Lawmaker proposes federal hiring freeze

Freshman Rep. Tom Marino, R-Pa., introduced the measure. Freshman Rep. Tom Marino, R-Pa., introduced the measure. Douglas Graham/Newscom
This story has been updated.

A House lawmaker is seeking a freeze on federal hiring until the government eliminates its deficit.

Rep. Tom Marino, R-Pa., on Thursday introduced legislation that would prohibit agencies from hiring new employees until the deficit is resolved. The bill does allow "common-sense" exceptions for national security and law enforcement, however.

The U.S. Postal Service and Postal Regulatory Commission also would be exempt from the freeze, along with reassignments within the same agency, short-term, seasonal hiring and transitional positions involving a new presidential administration.

"We must stick to the trifecta of downsizing Washington, cutting spending and keeping taxes low," he said. "We cannot allow the federal government to grow at record levels while we ask our business owners and families to be more frugal and to get by with a lot less."
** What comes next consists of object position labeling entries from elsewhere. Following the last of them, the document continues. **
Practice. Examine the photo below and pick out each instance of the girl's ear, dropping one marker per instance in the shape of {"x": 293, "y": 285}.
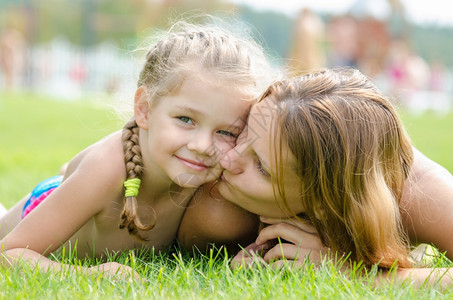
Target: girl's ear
{"x": 141, "y": 107}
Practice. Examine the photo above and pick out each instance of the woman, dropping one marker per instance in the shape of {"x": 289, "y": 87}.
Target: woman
{"x": 350, "y": 176}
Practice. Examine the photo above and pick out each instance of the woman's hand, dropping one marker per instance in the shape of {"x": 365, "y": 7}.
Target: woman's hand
{"x": 298, "y": 241}
{"x": 115, "y": 269}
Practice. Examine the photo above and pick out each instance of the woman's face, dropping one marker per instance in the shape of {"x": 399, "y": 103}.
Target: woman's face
{"x": 247, "y": 178}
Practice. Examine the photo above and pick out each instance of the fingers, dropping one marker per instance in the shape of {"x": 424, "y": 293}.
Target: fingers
{"x": 248, "y": 256}
{"x": 300, "y": 223}
{"x": 286, "y": 251}
{"x": 291, "y": 234}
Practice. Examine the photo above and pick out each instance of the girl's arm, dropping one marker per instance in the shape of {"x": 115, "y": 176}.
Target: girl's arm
{"x": 211, "y": 219}
{"x": 427, "y": 204}
{"x": 80, "y": 197}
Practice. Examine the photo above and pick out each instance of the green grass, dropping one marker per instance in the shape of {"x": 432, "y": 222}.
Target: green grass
{"x": 38, "y": 135}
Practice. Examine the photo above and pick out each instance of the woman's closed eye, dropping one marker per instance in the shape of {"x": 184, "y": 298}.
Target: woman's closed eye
{"x": 227, "y": 134}
{"x": 185, "y": 119}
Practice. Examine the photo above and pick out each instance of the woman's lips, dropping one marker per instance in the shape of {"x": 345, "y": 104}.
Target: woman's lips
{"x": 222, "y": 176}
{"x": 194, "y": 165}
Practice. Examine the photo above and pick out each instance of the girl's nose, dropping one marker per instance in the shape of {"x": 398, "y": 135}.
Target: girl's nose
{"x": 233, "y": 160}
{"x": 202, "y": 142}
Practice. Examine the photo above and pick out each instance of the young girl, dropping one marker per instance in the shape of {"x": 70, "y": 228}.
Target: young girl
{"x": 131, "y": 188}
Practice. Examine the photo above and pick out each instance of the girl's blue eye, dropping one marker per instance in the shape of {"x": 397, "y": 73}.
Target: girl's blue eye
{"x": 185, "y": 119}
{"x": 227, "y": 133}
The legislation also would increase accountability by requiring the president to report quarterly on new appointments made, according to Marino.
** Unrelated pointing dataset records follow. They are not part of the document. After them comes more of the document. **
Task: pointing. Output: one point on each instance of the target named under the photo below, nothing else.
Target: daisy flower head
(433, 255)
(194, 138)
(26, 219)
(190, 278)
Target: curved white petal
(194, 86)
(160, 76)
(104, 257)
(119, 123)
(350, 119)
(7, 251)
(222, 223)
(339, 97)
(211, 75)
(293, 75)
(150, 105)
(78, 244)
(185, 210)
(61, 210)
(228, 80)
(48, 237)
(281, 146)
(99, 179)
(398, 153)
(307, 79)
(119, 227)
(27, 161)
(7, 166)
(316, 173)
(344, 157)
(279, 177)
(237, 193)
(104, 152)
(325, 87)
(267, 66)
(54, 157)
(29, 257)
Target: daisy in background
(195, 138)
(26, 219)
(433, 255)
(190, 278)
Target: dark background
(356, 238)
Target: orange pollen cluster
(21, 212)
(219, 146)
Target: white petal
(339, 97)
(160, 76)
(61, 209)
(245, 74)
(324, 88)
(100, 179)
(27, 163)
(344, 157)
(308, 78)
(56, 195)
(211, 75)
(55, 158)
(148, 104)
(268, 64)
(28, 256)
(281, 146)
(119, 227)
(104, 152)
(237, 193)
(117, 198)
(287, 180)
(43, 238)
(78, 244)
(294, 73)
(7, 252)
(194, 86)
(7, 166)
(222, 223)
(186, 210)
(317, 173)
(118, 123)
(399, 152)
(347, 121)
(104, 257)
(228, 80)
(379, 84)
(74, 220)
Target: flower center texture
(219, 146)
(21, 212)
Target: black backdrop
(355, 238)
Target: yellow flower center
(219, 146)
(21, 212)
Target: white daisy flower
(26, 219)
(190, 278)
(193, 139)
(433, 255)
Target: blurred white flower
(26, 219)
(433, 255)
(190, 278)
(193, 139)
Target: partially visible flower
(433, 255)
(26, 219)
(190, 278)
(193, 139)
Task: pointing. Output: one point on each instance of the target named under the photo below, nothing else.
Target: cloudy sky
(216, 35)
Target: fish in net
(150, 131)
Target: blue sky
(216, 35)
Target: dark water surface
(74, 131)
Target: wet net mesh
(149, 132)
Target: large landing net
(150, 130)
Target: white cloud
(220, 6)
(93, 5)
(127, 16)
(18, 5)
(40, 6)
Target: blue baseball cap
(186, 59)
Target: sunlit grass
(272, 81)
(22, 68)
The proposal is not the first to limit government hiring, however. Rep. Cynthia Lummis, R-Wyo., in February reintroduced the Federal Workforce Reduction Act, which would reduce the size of the federal workforce by attrition by hiring only one employee for every two who retire or leave service. It also would require agencies to justify their new hires and the administration to disclose all new employees by agency. Under the bill, the freeze would stay in effect until the deficit is eliminated.

Max Stier, president of the nonprofit Partnership for Public Service, said the legislation is an ineffective way of making government less wasteful.
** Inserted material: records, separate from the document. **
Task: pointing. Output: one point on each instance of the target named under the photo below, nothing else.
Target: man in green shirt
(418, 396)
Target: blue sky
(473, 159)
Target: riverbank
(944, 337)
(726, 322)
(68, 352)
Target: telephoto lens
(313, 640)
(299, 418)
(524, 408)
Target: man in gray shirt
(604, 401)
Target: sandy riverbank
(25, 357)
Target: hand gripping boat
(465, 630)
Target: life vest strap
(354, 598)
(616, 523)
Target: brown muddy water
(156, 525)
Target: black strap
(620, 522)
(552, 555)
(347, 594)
"It's not an issue about head count, it's an issue of making sure we are living within our means, providing service and doing it in a way that is cost-effective," he said. "If you look at the hiring that's occurred in recent times, it's almost entirely around physical safety or taking care of our veterans. You have to ask the question, do you really want to foreclose on our abilities to meet those critical needs?"

The National Treasury Employees Union opposes what its president, Colleen Kelley, called "ill-advised" legislation. "Rather than addressing the real drivers behind our nation's deficit, this bill would force the government to rely even more heavily on unaccountable and expensive private contractors, resulting in higher costs to taxpayers, poor services and dubious transactions," Kelley said in a statement.